Paranoia is rampant among the alienated do-nothings youngsters. They listen to each other with amusement or indifference, but no one gets excited for too long. “I just thought you ought to know,” one man says to his captive listener, a line that captures the movie’s curious attitude.

Nonetheless, some of the characters achieve poignancy. In a memorable sidewalk scene, an Indian woman describing her homeland pauses to tell her companion that, “The next person who passes us will be dead within a fortnight.” Down the sidewalk and into the frame comes a poor, hapless fellow whose subsequent encounters at a coffee shop suggest that his days are numbered. Then there’s off screen sound of a car screeching to a halt, roughly from the place he walked into the street.

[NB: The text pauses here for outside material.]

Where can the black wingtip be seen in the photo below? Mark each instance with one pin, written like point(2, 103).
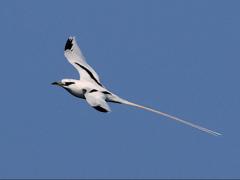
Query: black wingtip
point(69, 44)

“Slacker” weaves its way through a bunch that clings to whatever will get them through the day–an honorable cause or a conspiracy, a cup of coffee or a newspaper, anything to fill in the time. But the film has an unexpectedly giddy ending. A man who declares he has given up on humanity says, “I can only address myself to singular human beings now.”

The endless parade of eccentrics is randomly organized and randomly linked. Despite its improvised, documentary look and use of people from the streets, the film is actually based on notebooks Linklater kept for over five years, “wacky junk” he had heard from hangers-on around the university district.

A singular director, Linklater favors character over plot-driven narratives. Though most of his films occur within a short but intense period of time (usually a day or so), each film is radically different in tone and style. Most of Linklater’s films are loose, organic, and cheaply made. He has very much lived up to his early motto, “It’s always been my key to keep the budget low. My films have never made much money, but they’ve never lost money.”

Despite his success, Linklater lives in Austin and continues to be involved in the Austin Film Society. He has lived up to the promise of “Slacker,” navigating smoothly between studio-made movies like the comedy “School of Rock,” and the romantic dramas done more modestly, “Before Sunrise” and its sequel “Before Sunset.”